Живу спокойно (более или менее), чему благодарен судьбе. Учу уроки, читаю книги, делаю альманах, готовлю доклад, пристально слежу за событиями. Как и несколько лет назад я был всегда всеобщим «рупором новостей», так и сейчас: стоит мне появиться, как все начинают спрашивать, что происходит в мире, что нового и т. д.
В общежитии ко мне всё не могут найти устойчивого отношения. В общем, если всё суммировать, то — боятся. Даже недавно мне передали, что на вопрос: как вы воспринимаете такого-то, одна пожилая особа (сестра, нет, вернее — дочь Чуковского) ответила: я его боюсь. Все признают мою начитанность и культуру (я не хвастаю; ведь я, все-таки, выше среды общежития) и отдают первенство в вопросах политики и международного положения. Но когда мне случается с кем-либо заговорить, то наипервейшее выражение лица собеседника — какое-то пойманное, смутившееся. Так — даже с учителями (с большинством) в школе. В общем, можно прямо сказать: в общежитии меня не любят. Но боятся почему-то, и каждый раз, когда хотят сделать гадость, то делают ее возможно более окольными путями; например, никогда ничего не говорят в лицо, в то время как с той же моей соседкой (а ей уж 60 лет!) не церемонятся.
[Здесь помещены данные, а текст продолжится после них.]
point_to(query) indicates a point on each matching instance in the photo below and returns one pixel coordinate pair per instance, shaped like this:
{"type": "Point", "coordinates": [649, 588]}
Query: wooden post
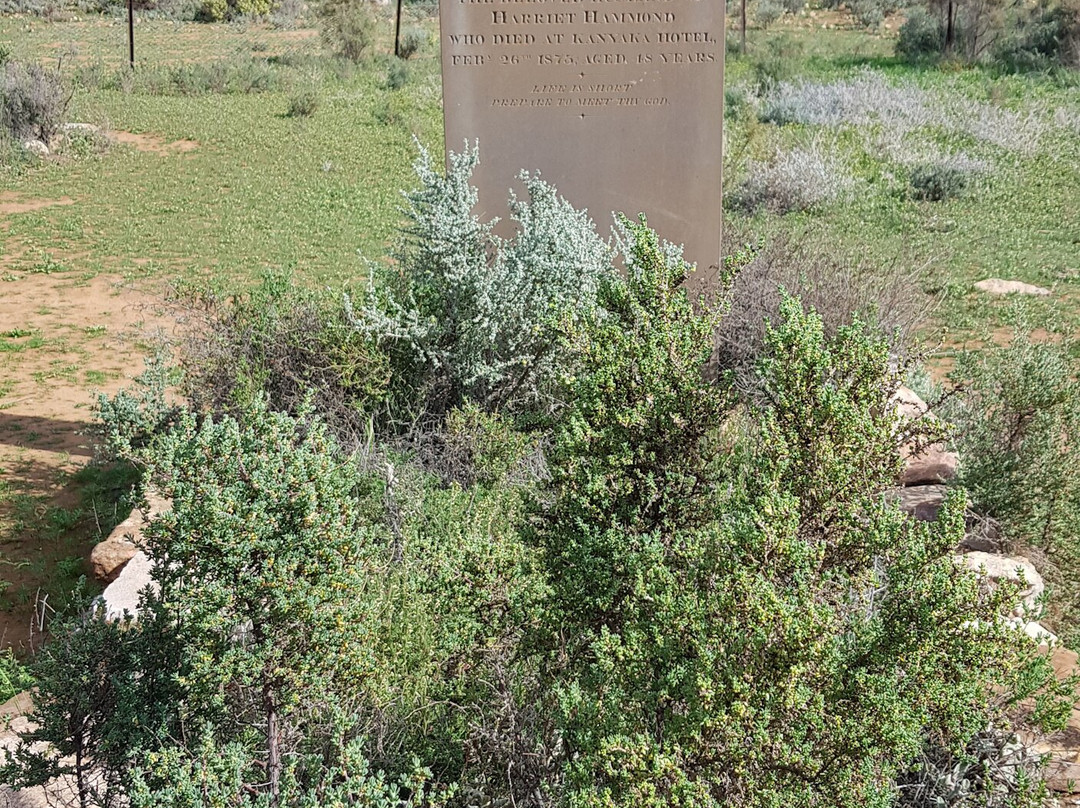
{"type": "Point", "coordinates": [397, 30]}
{"type": "Point", "coordinates": [742, 28]}
{"type": "Point", "coordinates": [131, 32]}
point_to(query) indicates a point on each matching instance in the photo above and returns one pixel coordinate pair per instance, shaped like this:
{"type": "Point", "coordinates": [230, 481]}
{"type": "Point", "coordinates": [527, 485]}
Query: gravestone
{"type": "Point", "coordinates": [619, 104]}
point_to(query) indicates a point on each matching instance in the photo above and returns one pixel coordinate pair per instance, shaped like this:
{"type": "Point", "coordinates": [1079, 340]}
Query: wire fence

Казалось бы — «юнец», «научить», «чего миндальничать», и пр., а выходит — почему-то нет, не так!
Я совсем не похож на остальных; я очень зол на язык; трудно понять, что мною движет; трудно добиться от меня «доброго слова»; всех смущает, что при всём том плохом моем материальном положении, которое наличествует, я кажусь беззаботным и даже вылечиваюсь от болезней, продолжаю учиться.